14e juillet 1769 à Ferney
J'ai reçu ces jours cy, Monsieur, le plan du dictionaire du commerce; je vous en remercie.
Il y aura grâce à vous des commerçants philosophes. Je ne verrai certainement pas l'édition des cinq volumes, je suis trop vieux et trop malade; mais je souscris du meilleur de mon cœur, c'est ma dernière volonté. J'ai deux tîtres éssentiels pour souscrire; je suis vôtre ami et je suis commerçant. J'étais même très fier quand je recevais des nouvelles de Portobello et de Buenos-Aires. J'y ai perdu quarante mille écus. La philosophie n'a jamais fait faire de bons marchés, mais elle fait suporter les pertes. J'ai mieux réussi dans la profession de laboureur. On risque moins, et on est moralement sûr d'être utile.
Avouez qu'il est assez plaisant qu'un théologien qui pouvait couler à fond St Thomas et St Bonaventure embrasse le commerce du monde entier, tandis que Crozat et Bernard n'ont jamais lu seulement leur catéchisme. Certainement vôtre entreprise est beaucoup plus pénible que la leur; ils signaient des lettres écrites par leurs commis. Je vous souhaitte la trente troisième partie de la fortune qu'ils ont laissée, celà veut dire un million de bien que vous ne gagnerez certainement pas avec les libraires de Paris. Vous serez utile, vous aurez fait un excellent ouvrage
Le commerce des pensées est devenu prodigieux. Il n'y a point de bonne maison dans Paris et dans les païs étrangers, point de château qui n'ait sa bibliothêque. Il n'y en aura point qui puisse se passer de vôtre ouvrage; tout s'y trouve puisque tout est objet de commerce.

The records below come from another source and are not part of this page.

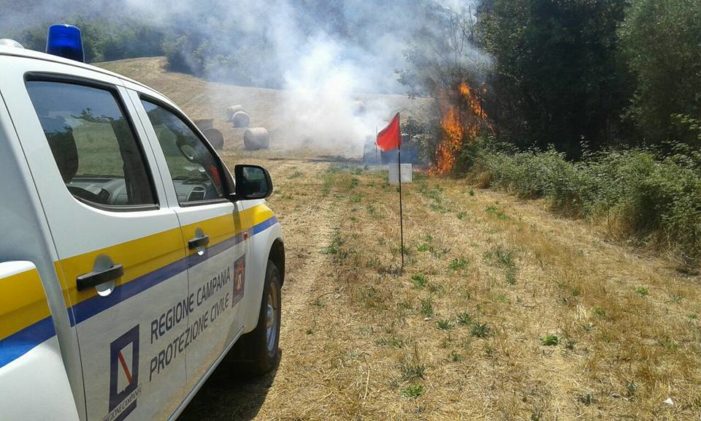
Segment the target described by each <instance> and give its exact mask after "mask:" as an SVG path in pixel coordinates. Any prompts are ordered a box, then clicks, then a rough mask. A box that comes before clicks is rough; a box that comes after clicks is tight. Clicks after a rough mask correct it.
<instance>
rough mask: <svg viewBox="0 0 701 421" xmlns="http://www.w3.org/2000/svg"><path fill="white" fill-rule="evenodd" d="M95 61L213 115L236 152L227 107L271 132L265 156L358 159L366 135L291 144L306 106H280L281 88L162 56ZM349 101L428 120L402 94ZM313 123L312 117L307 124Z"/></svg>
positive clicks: (364, 98)
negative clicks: (399, 94) (169, 63)
mask: <svg viewBox="0 0 701 421" xmlns="http://www.w3.org/2000/svg"><path fill="white" fill-rule="evenodd" d="M97 65H98V66H100V67H103V68H105V69H108V70H110V71H113V72H116V73H119V74H122V75H125V76H127V77H129V78H132V79H135V80H137V81H139V82H142V83H144V84H146V85H148V86H151V87H153V88H154V89H156V90H158V91H160V92H162V93H163V94H165V95H166V96H168V97H169V98H170V99H172V100H173V101H175V102H176V103H177V104H178V105H179V106H180V107H181V108H182V109H183V110H184V111H185V112H186V113H187V114H188V115H189V116H190V117H191V118H192V119H208V118H213V119H214V120H215V121H214V127H215V128H217V129H219V130H220V131H221V132H222V134H223V135H224V139H225V149H230V150H236V151H239V152H240V151H241V149H242V148H243V132H244V130H242V129H234V128H232V126H231V124H230V123H229V122H228V121H227V116H226V108H227V107H229V106H231V105H242V106H243V108H244V109H245V110H246V112H248V113H249V114H250V116H251V127H265V128H267V129H268V131H269V132H270V134H271V138H272V143H271V151H270V152H269V153H268V155H269V156H278V155H280V154H281V153H282V152H284V154H285V156H289V154H290V153H292V154H294V155H295V156H300V155H301V156H309V155H312V156H313V155H336V154H343V155H345V156H346V157H349V158H352V157H356V158H357V157H360V155H361V153H362V144H363V142H364V141H365V139H364V136H363V138H357V137H356V138H353V137H345V136H344V135H343V133H340V134H339V137H338V138H336V139H334V142H333V144H329V143H327V140H326V139H308V140H307V142H306V146H305V144H301V145H300V142H296V143H295V144H293V145H290V144H289V142H288V141H289V140H290V139H289V137H290V136H289V134H290V133H289V128H290V126H291V125H295V126H296V129H297V130H296V131H300V130H307V129H308V128H300V127H299V126H298V121H296V119H295V114H296V113H300V114H302V113H303V112H304V110H289V109H286V108H285V107H284V106H283V105H282V104H284V103H285V98H286V97H285V96H284V95H285V94H286V93H285V92H284V91H279V90H274V89H262V88H252V87H242V86H234V85H228V84H223V83H210V82H206V81H203V80H202V79H198V78H196V77H193V76H190V75H186V74H182V73H171V72H167V71H166V70H165V65H166V61H165V58H163V57H156V58H138V59H129V60H119V61H114V62H107V63H98V64H97ZM352 100H353V101H356V100H357V101H361V102H363V103H367V104H372V103H373V102H381V103H382V104H386V108H387V110H388V111H387V117H386V118H387V120H389V119H390V118H391V116H392V113H393V112H396V111H399V110H401V111H402V112H403V113H404V117H405V118H406V117H412V118H415V119H417V120H419V121H422V122H425V121H427V120H428V119H429V117H430V113H431V105H432V104H433V101H432V100H430V99H423V98H418V99H409V98H408V97H406V96H402V95H370V94H360V95H356V96H353V98H352ZM352 106H353V104H349V107H352ZM313 117H314V118H315V119H318V120H319V124H324V122H323V121H321V120H323V119H325V118H328V117H329V116H328V115H325V114H324V110H323V109H322V110H314V113H313ZM313 123H314V122H313V121H312V122H307V123H305V124H313ZM374 132H375V127H369V128H368V133H366V135H367V136H374V134H375V133H374ZM349 145H352V147H349Z"/></svg>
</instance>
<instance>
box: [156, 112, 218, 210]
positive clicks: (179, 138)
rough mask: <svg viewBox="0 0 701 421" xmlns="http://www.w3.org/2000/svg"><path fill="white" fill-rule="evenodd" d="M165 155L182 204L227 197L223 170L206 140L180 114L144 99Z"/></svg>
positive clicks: (178, 194) (198, 201) (166, 160)
mask: <svg viewBox="0 0 701 421" xmlns="http://www.w3.org/2000/svg"><path fill="white" fill-rule="evenodd" d="M142 104H143V106H144V108H145V109H146V113H147V114H148V117H149V120H150V121H151V125H153V129H154V130H155V132H156V137H158V143H159V144H160V145H161V149H162V150H163V154H164V155H165V158H166V162H167V163H168V169H169V171H170V175H171V177H172V180H173V184H174V186H175V192H176V193H177V195H178V202H179V203H180V205H191V204H196V203H198V202H202V201H205V202H206V201H213V200H214V201H219V200H221V199H223V198H224V188H223V185H222V176H223V174H222V173H221V171H222V169H221V168H220V165H219V163H218V161H217V159H216V158H215V156H214V155H213V154H212V152H211V151H210V150H209V148H207V146H206V145H205V144H204V141H203V140H202V139H200V137H199V136H198V135H197V134H196V133H195V132H194V131H193V130H192V129H190V127H189V126H188V125H187V124H186V123H185V122H184V121H183V120H182V119H181V118H180V117H178V116H177V115H176V114H174V113H173V112H171V111H169V110H167V109H165V108H163V107H161V106H160V105H157V104H154V103H152V102H149V101H147V100H142Z"/></svg>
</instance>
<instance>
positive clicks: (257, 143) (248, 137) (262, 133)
mask: <svg viewBox="0 0 701 421" xmlns="http://www.w3.org/2000/svg"><path fill="white" fill-rule="evenodd" d="M243 145H244V146H245V147H246V149H248V150H249V151H255V150H258V149H268V148H269V147H270V134H269V133H268V131H267V130H266V129H264V128H262V127H255V128H252V129H248V130H246V131H245V132H244V133H243Z"/></svg>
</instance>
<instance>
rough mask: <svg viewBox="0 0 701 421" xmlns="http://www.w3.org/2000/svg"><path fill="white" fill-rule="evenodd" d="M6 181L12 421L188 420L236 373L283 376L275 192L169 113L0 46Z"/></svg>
mask: <svg viewBox="0 0 701 421" xmlns="http://www.w3.org/2000/svg"><path fill="white" fill-rule="evenodd" d="M0 44H1V43H0ZM4 44H11V43H7V42H6V43H4ZM81 48H82V47H81ZM0 180H2V182H0V198H1V199H0V232H2V233H3V238H2V240H0V419H3V420H15V419H17V420H19V419H23V420H25V419H42V420H46V419H51V420H63V419H69V420H72V419H90V420H110V421H111V420H122V419H126V418H128V419H168V418H176V417H177V416H178V415H179V414H180V412H181V411H182V410H183V409H184V407H185V406H186V405H187V403H188V402H189V400H190V399H191V398H192V397H193V396H194V394H195V393H196V392H197V390H198V388H199V387H200V386H201V385H202V384H203V383H204V381H205V380H206V379H207V377H208V376H209V374H211V372H212V371H213V370H214V369H215V368H216V367H217V365H218V364H219V362H220V361H222V360H223V359H224V357H227V358H231V359H233V360H235V361H236V363H237V364H236V365H234V367H237V368H238V369H240V370H242V371H247V372H249V373H254V374H256V373H264V372H266V371H269V370H271V369H273V368H274V367H275V365H276V363H277V361H278V358H279V351H278V341H279V329H280V311H281V308H280V289H281V287H282V284H283V281H284V271H285V252H284V246H283V239H282V232H281V227H280V224H279V223H278V220H277V219H276V218H275V216H274V215H273V212H272V211H271V210H270V209H269V208H268V207H267V206H266V203H265V198H266V197H268V196H269V195H270V194H271V193H272V182H271V180H270V176H269V174H268V172H267V171H266V170H265V169H263V168H261V167H258V166H253V165H237V166H236V167H235V171H234V176H233V177H232V175H231V174H230V172H229V170H228V169H227V168H226V167H225V166H224V164H223V162H222V160H221V159H220V157H219V156H218V155H217V154H216V153H215V151H214V149H213V148H212V147H211V145H210V144H209V143H208V142H207V141H206V139H205V137H204V136H203V135H202V134H201V132H200V131H199V130H198V129H197V128H196V126H195V125H194V124H193V123H192V122H191V121H190V120H189V119H188V118H187V117H186V116H185V114H184V113H183V112H182V111H180V110H179V109H178V107H177V106H176V105H175V104H173V103H172V102H171V101H170V100H168V99H167V98H166V97H164V96H163V95H161V94H159V93H158V92H156V91H154V90H152V89H150V88H148V87H146V86H144V85H142V84H140V83H138V82H135V81H132V80H129V79H127V78H124V77H122V76H119V75H117V74H114V73H110V72H108V71H105V70H103V69H99V68H96V67H93V66H89V65H86V64H83V63H81V62H78V61H74V60H69V59H65V58H61V57H57V56H54V55H49V54H44V53H39V52H35V51H29V50H25V49H22V48H19V47H18V46H7V45H6V46H1V45H0ZM227 367H228V365H227ZM232 374H233V373H232Z"/></svg>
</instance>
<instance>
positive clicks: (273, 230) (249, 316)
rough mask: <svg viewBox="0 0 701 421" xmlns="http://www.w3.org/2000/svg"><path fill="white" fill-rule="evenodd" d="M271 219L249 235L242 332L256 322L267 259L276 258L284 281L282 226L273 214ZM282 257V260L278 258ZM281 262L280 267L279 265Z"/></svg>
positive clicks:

Vôtre ami et vôtre confrère en Sorbonne a donc quitté la théologie pour l'histoire comme vous pour l'économie politique.
Vous savez sans doute qu'il fait actuellement une belle action. Je lui ai envoié Sirven, il a la bonté de se charger de faire rendre justice à cet infortuné. La philosophie a percé dans Toulouse, et parconséquent l'humanité. Sirven obtiendra sûrement justice, mais il a pris la route la plus longue, il ne l'obtiendra que très tard, et il sera encor bien heureux; son bien reste confisqué en attendant. N'est-ce pas un objet de commerce que la confiscation? car il se trouve qu'un fermier du domaine gagne tout d'un coup la subsistance d'une pauvre famille, et par un virement de parties le bien d'un innocent passe dans la poche d'un commis.
On me fait à moi une autre injustice; on m'impute une histoire du parlement en deux petits volumes. Il y a dans cette histoire des anecdotes de greffe, dont Dieu merci je n'ai jamais entendu parler. Il y a aussi des anecdotes de cour que je connais encor moins et dont je ne me soucie guères. L'ouvrage d'ailleurs m'a paru assez superficiel, mais libre et impartial. L'auteur, quelqu'il soit, a très grand tort de le faire courir sous mon nom. Je n'aime point en général qu'on morcelle ainsi l'histoire. Les objets intéressants qui regardent les différents corps de l'état doivent se trouver dans l'histoire de France, qui par parenthèse, a été jusqu'icy assez mal faitte.
Continuez, Monsieur, vôtre ouvrage aussi utile qu'immense, et songez quelquefois en y travaillant que vous avez au pied des Alpes un partisan zèlé et un ami.
Voulez vous bien envoier à vôtre libraire Etienne le petit billet cy joint?